Und jetzt das: Der Geist sagt Nein. Die Reiseroute war schon fest geplant: Klar, man muss in den Städten beginnen, also jetzt Ephesus, das große Zentrum im westlichen Teil Kleinasiens. Von da aus kann dann das Evangelium in die ländlichen Gebiete weitergetragen werden. Man hat ja schließlich schon einige Erfahrung. Die Vorbereitung und Erfolgsaussichten sind gut; die Strategie hat sich bereits bewährt!

Und der Geist sagt Nein.

Gut. Man ist ja flexibel und hat sogar einen Plan B in der Tasche: Dann eben andersherum in Richtung Asien, über Mysien nach Bithynien. Aber es ist nicht zu fassen: Der Heilige Geist macht aus diesmal ein Kreuz drüber. Durchkreuzt einfach die so gut eingestielten Reisepläne. Macht hier die Türen zur Verkündigung erstmal zu.

Man könnte meinen, dass damit ein Schlusspunkt gesetzt ist - die Wege des Herrn sind halt unergründlich! (vgl. Röm 11, 33) -, und das Buch der Apostelgeschichte dann einfach zuklappen. Aber erstaunlicherweise geht die Geschichte noch weiter.

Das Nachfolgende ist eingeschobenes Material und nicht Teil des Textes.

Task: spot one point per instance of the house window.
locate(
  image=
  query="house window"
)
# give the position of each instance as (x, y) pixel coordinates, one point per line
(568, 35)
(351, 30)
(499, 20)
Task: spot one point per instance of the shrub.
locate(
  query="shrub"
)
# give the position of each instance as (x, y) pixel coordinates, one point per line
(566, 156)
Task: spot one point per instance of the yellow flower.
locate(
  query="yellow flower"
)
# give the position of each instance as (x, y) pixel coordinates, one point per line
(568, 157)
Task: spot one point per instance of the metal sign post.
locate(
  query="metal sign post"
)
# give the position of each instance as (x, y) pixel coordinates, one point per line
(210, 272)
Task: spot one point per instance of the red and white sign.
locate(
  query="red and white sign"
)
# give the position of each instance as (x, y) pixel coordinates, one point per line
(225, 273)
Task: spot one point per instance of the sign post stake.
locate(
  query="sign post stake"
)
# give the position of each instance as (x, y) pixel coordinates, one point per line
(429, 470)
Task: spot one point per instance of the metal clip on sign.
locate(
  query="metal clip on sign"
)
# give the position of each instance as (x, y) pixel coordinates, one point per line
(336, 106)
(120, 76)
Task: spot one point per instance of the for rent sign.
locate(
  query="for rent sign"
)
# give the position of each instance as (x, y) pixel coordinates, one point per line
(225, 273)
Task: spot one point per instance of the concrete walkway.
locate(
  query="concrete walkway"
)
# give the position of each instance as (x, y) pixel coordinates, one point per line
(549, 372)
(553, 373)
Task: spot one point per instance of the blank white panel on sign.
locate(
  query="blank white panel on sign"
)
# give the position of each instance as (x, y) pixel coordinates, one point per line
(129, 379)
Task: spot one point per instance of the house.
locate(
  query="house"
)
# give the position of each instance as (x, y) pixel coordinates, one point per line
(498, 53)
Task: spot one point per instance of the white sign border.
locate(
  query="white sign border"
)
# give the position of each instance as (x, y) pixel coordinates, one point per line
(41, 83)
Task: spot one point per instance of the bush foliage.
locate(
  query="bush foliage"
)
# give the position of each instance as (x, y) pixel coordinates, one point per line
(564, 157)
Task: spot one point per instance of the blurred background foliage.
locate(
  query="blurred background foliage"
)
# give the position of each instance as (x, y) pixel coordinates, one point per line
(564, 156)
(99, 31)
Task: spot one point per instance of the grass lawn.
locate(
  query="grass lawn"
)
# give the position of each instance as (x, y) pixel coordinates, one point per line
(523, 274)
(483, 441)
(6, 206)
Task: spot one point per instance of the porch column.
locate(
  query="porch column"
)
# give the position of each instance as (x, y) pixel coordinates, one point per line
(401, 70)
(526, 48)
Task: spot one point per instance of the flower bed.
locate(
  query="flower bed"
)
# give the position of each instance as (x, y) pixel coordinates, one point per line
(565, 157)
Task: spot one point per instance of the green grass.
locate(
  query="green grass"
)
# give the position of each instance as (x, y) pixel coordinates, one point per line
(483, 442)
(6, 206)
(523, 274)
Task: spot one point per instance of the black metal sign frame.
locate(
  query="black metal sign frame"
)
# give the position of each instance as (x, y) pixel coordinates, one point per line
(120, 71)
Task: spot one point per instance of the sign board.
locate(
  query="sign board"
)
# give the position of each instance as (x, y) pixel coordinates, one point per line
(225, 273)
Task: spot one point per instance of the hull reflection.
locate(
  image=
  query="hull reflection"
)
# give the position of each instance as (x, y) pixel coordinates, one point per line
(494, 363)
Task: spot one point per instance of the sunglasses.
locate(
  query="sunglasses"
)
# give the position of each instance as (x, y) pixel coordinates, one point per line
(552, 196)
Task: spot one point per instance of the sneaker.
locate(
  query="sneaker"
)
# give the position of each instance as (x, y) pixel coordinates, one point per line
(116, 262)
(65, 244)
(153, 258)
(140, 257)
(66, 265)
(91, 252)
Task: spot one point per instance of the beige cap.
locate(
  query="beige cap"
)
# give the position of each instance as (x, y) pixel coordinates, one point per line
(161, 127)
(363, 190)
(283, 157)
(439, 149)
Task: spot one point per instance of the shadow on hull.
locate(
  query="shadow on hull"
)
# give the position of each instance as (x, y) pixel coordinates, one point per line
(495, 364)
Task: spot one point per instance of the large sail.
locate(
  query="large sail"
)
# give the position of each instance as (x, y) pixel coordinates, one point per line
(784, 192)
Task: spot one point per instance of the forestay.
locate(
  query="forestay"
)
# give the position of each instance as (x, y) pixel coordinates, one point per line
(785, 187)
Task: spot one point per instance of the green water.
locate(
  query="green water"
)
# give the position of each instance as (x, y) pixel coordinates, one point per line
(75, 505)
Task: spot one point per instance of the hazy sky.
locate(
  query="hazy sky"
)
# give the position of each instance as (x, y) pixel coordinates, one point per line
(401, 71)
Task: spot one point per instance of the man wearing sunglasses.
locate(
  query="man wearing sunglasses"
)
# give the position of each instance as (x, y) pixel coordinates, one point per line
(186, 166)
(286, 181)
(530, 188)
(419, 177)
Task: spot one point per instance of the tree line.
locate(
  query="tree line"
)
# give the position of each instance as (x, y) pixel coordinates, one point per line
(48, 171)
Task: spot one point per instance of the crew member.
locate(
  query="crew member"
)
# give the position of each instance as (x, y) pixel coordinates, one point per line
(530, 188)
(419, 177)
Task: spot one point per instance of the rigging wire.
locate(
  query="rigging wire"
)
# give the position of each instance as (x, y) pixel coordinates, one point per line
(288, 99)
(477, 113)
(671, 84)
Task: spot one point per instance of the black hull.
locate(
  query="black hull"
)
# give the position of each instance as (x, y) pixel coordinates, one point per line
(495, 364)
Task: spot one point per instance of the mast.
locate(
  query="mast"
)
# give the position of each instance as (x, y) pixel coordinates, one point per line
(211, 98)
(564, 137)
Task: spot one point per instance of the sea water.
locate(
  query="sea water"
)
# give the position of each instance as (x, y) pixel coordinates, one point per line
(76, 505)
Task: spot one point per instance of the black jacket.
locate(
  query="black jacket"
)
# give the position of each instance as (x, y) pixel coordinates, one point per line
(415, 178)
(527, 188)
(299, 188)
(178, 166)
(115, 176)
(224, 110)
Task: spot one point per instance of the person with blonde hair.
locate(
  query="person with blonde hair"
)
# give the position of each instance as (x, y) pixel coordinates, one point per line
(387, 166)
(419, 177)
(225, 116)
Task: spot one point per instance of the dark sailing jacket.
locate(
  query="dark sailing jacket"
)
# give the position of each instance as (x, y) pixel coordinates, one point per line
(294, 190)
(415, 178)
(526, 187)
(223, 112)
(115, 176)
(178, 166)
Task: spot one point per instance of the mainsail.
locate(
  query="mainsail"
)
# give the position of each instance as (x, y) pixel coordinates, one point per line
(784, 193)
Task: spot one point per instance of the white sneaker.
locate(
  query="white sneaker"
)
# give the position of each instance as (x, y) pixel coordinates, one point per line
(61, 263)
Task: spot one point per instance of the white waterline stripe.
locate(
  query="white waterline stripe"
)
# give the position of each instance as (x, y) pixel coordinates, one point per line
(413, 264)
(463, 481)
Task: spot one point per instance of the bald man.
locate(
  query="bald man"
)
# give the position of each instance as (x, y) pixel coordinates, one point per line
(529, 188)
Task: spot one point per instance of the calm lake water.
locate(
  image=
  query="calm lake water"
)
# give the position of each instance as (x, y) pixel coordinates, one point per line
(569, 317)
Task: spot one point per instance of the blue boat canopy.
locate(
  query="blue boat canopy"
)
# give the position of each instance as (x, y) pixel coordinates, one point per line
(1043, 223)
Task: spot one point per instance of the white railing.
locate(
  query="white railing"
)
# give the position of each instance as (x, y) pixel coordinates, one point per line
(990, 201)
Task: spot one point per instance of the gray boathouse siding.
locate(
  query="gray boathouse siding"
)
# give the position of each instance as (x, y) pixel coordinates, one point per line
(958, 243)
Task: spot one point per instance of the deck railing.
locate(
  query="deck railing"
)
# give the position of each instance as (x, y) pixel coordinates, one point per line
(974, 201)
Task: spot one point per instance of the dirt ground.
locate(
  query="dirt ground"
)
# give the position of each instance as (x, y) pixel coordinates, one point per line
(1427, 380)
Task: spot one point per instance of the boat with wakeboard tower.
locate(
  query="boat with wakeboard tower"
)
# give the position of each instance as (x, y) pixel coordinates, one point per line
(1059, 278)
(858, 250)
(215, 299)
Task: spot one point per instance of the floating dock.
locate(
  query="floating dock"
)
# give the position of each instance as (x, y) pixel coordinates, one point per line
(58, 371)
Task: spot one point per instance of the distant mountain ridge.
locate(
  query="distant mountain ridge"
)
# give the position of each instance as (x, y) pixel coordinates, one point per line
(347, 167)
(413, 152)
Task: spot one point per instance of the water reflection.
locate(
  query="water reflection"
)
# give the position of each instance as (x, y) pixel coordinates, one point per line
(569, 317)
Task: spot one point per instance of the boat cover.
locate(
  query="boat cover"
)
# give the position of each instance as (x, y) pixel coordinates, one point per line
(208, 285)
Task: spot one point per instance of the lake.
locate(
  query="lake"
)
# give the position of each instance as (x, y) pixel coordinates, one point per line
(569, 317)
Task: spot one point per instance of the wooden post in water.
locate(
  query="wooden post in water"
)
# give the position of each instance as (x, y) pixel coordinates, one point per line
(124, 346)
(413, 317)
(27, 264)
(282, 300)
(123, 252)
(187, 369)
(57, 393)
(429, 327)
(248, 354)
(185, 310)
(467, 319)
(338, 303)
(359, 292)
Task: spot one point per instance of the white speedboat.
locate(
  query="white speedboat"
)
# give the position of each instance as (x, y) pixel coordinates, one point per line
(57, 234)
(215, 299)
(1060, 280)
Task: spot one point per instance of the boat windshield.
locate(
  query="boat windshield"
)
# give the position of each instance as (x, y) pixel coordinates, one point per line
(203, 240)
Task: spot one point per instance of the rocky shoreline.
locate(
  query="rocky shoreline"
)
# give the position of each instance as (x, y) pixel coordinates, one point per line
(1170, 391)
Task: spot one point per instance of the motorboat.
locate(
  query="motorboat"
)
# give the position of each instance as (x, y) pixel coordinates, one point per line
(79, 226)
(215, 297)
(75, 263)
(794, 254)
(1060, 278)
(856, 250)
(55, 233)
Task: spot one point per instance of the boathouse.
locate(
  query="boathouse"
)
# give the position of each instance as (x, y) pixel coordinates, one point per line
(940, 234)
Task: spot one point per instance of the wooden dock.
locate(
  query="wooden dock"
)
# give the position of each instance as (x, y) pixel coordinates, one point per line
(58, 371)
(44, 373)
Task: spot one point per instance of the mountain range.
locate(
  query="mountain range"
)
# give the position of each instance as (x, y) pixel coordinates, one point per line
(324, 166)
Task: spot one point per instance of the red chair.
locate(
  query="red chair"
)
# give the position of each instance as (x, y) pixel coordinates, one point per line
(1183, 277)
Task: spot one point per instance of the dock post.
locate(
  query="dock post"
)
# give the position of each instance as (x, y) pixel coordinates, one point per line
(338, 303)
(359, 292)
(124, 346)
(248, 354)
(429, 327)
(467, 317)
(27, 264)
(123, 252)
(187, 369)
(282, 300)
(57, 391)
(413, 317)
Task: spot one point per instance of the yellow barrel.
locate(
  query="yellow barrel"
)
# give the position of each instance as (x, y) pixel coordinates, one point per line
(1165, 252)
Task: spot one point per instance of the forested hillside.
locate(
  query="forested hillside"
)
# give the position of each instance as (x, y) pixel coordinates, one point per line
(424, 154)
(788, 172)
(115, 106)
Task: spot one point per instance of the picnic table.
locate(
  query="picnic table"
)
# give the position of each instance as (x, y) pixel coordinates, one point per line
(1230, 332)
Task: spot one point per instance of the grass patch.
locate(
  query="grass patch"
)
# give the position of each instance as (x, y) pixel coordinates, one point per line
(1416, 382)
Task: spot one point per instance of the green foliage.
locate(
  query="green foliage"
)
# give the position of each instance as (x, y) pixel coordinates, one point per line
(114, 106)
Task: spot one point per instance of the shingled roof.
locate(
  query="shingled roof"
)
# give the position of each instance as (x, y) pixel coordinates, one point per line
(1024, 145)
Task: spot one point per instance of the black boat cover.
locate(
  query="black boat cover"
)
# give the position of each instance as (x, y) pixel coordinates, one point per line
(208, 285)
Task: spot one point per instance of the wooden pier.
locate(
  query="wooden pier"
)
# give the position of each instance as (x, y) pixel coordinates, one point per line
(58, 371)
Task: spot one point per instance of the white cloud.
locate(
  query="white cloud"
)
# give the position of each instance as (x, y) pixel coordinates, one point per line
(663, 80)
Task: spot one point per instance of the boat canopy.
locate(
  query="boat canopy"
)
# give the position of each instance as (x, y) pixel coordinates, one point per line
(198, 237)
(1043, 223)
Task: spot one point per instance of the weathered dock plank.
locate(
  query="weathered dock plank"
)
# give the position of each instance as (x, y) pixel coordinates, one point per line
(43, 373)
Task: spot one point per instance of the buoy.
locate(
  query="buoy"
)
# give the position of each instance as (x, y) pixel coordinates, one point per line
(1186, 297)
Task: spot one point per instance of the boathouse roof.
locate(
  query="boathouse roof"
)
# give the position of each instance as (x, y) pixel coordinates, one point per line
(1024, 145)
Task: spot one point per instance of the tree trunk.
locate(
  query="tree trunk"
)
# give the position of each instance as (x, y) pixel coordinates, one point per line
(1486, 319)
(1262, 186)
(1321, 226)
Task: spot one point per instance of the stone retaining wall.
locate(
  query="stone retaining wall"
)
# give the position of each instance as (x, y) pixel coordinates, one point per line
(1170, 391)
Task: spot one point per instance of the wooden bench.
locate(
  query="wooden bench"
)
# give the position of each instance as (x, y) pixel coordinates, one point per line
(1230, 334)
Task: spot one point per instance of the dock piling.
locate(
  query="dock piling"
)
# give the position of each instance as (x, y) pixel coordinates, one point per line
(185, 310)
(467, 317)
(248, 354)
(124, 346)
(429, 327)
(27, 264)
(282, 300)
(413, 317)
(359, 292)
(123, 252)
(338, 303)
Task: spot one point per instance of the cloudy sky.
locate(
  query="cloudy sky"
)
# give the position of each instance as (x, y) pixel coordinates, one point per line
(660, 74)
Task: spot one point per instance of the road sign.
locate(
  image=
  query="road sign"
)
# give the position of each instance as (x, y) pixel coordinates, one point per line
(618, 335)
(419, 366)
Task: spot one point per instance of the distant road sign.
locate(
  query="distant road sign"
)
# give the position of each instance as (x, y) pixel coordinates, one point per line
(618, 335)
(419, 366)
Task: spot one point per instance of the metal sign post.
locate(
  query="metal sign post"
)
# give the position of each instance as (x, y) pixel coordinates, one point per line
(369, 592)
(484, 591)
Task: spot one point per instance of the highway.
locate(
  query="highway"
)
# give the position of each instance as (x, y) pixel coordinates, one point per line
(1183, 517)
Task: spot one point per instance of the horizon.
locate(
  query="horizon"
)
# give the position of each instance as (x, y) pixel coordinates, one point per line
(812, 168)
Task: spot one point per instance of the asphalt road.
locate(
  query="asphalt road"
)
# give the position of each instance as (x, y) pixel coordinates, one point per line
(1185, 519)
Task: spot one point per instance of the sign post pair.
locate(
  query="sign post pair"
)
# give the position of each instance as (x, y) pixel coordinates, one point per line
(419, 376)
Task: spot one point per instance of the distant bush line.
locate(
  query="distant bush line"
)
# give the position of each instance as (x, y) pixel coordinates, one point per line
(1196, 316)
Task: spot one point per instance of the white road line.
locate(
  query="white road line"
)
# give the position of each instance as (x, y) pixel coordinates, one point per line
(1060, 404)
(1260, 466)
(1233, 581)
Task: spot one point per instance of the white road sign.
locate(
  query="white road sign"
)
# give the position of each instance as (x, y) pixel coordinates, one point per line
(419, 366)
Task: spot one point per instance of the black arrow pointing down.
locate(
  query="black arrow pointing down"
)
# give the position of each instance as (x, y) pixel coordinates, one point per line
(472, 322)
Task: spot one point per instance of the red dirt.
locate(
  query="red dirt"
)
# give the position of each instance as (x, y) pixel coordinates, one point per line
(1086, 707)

Man kann sich unschwer diese kleine Gruppe vorstellen, wie sie etwas verloren durch Phrygien und das galatische Land ihrer Enttäuschung, ihrer Ratlosigkeit und ihres Nicht-Verstehens weiterwanderten. Und doch – und das ist das eigentlich Wunderbare – gab es offenbar tief in ihnen eine Herzensbereitschaft, ein uneingeschränktes, glaubendes, vertrauendes JA zum Heiligen Geist, auch da noch, wo derselbe Geist zu ihren Plänen NEIN sagte. Vielleicht auch gestützt auf diese uralte Verheißung, die Gott seinem Volk einmal durch den Propheten Jesaja sagen ließ: „Deine Ohren werden es hören, wenn er dir nachruft: Hier ist der Weg, auf ihm müsst ihr gehen, auch wenn ihr selbst rechts oder links gehen wolltet“ (Jes 30,21).

So kamen sie nach Troas. Und so hörte Paulus nachts im Traum den Ruf nach Mazedonien. Sie brachen auf, machten sich wieder auf den Weg, und so kam das Evangelium zum ersten Mal nach Europa.

In Ephesus ist Paulus später eine längere Zeit gewesen. Er lag mit seinem ursprünglichen Plan nicht völlig falsch. Aber jetzt war in den Augen Gottes etwas anderes dran.

Schwestern und Brüder,

auf unserem eigenen Glaubensweg dürfen wir damit rechnen, dass der Heilige Geist uns führt. Es ist Zeit, ihm neu zu vertrauen.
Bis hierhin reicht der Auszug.